Covid- 19, di Bandara Sultan Thaha Jambi Penumpang Diwajibkan Jelaskan Riwayat Perjalanan
Para Penumpang Saat Menyerahkan Riwayat Perjalanan ke Petugas (Dewi Anita/BRITO.ID)

BRITO.ID,BERITA JAMBI - Para penumpang pesawat yang baru tiba di terminal kedatangan Bandara Sultan Thaha Jambi wajib memberikan keterangan terkait kedatangan dan riwayat perjalanan mereka kepada petugas kesehatan.

"Sejak tanggal 19 Maret 2020 telah dilakukan screening dan tracing awal kedatangan serta riwayat perjalanan penumpang melalui Bandara Sultan Thaha Jambi oleh petugas Dinas Kesehatan Kota Jambi," terang Esekutif General Manager PT Angkasa Pura II Bandara Sultan Thaha Jambi Muhammad Hendra Irawan.

Bandara telah menyediakan area pengecekan penumpang datang yang dibutuhkan oleh Pemerintah Kota Jambi sebagai tindak lanjut Instruksi Wali Kota Jambi nomor 188.5.5/1670/DINKES/2020 tanggal 16 Maret 2020 tentang Pencegahan dan Pengendalian Corona Virus Disease (COVID-19).

Para petugas dari Dinas Kesehatan tersebut menanyai satu persatu penumpang saat mereka baru turun dari tangga berjalan di terminal kedatangan. Kemudian mereka mengantre menunggu giliran melakukan screening dan tracing.

"Kendati mengantre, tapi tetap diberlakukan jarak satu dengan lainnya, kami membuat garis untuk setiap penumpang, sekaligus sosialisasi social distancingkepada masyarakat," jelas Irawan.

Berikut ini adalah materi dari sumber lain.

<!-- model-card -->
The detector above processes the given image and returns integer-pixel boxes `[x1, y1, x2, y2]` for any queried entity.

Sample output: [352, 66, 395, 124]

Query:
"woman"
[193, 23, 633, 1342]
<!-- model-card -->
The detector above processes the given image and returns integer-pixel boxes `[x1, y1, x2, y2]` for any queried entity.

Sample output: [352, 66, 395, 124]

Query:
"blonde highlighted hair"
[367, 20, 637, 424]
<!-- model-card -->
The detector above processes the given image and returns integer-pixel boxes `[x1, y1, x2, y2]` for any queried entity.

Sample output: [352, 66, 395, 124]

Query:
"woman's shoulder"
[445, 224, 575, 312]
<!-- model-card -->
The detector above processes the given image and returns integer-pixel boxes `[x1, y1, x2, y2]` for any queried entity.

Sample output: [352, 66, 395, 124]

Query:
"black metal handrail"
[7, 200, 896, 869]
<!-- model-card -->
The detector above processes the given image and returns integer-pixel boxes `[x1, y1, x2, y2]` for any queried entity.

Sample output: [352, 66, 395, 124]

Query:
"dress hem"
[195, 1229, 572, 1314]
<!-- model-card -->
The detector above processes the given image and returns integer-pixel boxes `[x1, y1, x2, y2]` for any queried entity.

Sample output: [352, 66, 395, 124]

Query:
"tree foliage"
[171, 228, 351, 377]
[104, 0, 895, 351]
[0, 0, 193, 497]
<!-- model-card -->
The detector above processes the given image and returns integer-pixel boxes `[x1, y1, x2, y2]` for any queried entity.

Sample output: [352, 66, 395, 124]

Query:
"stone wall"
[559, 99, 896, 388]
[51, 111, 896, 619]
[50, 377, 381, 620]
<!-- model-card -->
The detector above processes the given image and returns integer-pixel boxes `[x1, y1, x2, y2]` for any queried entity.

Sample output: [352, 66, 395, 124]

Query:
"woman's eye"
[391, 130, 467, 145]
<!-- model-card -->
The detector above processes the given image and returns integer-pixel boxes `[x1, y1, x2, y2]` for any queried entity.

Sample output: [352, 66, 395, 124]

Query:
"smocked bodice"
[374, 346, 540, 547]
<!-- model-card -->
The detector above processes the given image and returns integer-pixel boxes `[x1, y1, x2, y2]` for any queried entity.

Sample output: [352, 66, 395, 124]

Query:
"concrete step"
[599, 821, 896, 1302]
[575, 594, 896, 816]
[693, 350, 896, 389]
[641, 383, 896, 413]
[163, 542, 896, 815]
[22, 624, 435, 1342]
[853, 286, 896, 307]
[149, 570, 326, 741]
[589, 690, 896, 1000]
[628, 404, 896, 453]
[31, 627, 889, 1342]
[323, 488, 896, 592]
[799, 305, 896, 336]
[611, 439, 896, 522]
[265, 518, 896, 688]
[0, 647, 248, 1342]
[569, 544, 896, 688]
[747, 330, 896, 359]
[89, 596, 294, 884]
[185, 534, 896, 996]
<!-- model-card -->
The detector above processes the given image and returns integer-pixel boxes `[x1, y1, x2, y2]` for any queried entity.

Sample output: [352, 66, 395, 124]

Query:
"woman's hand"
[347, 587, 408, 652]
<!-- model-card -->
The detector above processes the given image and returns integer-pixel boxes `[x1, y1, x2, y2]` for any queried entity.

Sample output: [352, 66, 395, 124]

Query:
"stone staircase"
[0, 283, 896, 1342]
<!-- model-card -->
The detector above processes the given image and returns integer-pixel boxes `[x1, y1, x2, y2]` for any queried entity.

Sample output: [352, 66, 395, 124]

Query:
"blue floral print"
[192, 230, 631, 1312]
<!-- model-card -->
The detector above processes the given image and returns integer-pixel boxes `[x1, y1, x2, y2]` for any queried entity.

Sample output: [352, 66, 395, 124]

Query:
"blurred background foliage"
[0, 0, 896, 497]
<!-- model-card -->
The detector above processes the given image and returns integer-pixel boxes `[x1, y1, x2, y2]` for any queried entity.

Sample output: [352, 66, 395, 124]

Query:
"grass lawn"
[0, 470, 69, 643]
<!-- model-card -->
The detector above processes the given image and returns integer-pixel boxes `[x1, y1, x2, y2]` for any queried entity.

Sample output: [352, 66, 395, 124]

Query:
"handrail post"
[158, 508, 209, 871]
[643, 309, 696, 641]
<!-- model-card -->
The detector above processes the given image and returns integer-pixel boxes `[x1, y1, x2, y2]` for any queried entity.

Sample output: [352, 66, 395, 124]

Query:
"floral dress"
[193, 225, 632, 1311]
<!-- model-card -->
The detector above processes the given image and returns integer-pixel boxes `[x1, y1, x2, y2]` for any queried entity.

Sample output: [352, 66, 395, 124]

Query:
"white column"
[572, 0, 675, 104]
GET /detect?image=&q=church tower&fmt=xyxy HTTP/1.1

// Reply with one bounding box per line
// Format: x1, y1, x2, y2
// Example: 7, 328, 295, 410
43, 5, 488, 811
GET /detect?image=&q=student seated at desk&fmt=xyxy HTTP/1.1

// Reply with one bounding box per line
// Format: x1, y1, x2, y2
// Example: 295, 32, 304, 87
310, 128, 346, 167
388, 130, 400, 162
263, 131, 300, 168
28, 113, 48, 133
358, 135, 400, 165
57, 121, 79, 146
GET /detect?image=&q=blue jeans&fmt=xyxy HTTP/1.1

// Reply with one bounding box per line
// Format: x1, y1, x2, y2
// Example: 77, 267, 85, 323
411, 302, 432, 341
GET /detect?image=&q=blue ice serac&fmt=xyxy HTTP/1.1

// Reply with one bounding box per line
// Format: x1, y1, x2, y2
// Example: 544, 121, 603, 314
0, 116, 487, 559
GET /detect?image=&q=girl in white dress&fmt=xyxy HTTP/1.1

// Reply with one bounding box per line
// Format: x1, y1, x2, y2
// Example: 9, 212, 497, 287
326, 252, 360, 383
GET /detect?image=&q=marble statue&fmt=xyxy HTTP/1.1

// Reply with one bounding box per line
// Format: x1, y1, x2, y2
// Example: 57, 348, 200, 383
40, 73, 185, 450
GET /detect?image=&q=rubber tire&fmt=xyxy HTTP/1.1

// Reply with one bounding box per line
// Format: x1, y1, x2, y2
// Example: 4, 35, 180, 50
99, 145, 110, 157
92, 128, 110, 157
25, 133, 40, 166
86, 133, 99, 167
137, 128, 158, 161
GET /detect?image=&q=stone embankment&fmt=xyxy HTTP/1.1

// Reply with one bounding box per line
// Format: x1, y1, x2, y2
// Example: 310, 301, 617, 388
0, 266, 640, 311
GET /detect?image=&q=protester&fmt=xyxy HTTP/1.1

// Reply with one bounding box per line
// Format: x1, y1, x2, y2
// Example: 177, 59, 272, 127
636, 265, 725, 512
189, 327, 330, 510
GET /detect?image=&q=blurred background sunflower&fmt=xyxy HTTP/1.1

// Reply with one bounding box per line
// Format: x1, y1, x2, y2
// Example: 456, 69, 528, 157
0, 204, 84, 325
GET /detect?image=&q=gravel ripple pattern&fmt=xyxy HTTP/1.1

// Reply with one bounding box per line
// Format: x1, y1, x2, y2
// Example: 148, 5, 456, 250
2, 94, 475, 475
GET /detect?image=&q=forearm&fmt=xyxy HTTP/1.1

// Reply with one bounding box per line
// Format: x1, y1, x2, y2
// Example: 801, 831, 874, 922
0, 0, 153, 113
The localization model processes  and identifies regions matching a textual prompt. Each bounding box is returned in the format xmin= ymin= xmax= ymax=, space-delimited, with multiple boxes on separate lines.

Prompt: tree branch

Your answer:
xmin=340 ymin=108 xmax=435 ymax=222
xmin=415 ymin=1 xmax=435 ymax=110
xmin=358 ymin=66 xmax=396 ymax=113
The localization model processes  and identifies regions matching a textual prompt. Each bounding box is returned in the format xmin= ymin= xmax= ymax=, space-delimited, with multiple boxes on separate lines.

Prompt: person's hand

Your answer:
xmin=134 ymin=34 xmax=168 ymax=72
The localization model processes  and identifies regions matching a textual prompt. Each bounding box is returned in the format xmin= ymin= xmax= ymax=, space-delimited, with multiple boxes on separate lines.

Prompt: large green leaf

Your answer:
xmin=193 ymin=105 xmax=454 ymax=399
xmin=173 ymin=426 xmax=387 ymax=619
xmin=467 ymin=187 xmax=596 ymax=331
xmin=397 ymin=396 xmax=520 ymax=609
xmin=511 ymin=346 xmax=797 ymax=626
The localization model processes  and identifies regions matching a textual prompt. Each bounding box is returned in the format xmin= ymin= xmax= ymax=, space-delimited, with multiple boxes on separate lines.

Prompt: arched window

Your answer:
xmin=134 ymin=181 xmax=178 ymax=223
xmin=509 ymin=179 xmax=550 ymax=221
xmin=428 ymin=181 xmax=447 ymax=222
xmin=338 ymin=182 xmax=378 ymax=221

Sementara itu Eksekutif General Manager (EGM) PT Angkasa Pura II Bandara Sultan Thaha Jambi Muhammad Hendra Irawan menyebutkan dalam rangka mendukung program pencegahan penularan Virus Covid-19, PT Angkasa Pura II (Persero) selaku pengelola Bandara Sultan Thaha Jambi terus menerus melakukan upaya preventif untuk mengantisipasi penularan virus khususnya di dalam area bandara.

Selain penambahan prosedur pengecekan suhu pengguna jasa yang akan masuk ke terminal, pihak bandara juga melakukan rekayasa pembatasan jarak antrian atau optimal distancing yang merupakan implementasi dari strategi social distancing yang banyak diterapkan di beberapa negara untuk menghindari ataupun memperlambat penyebaran bakteri atau COVID-19.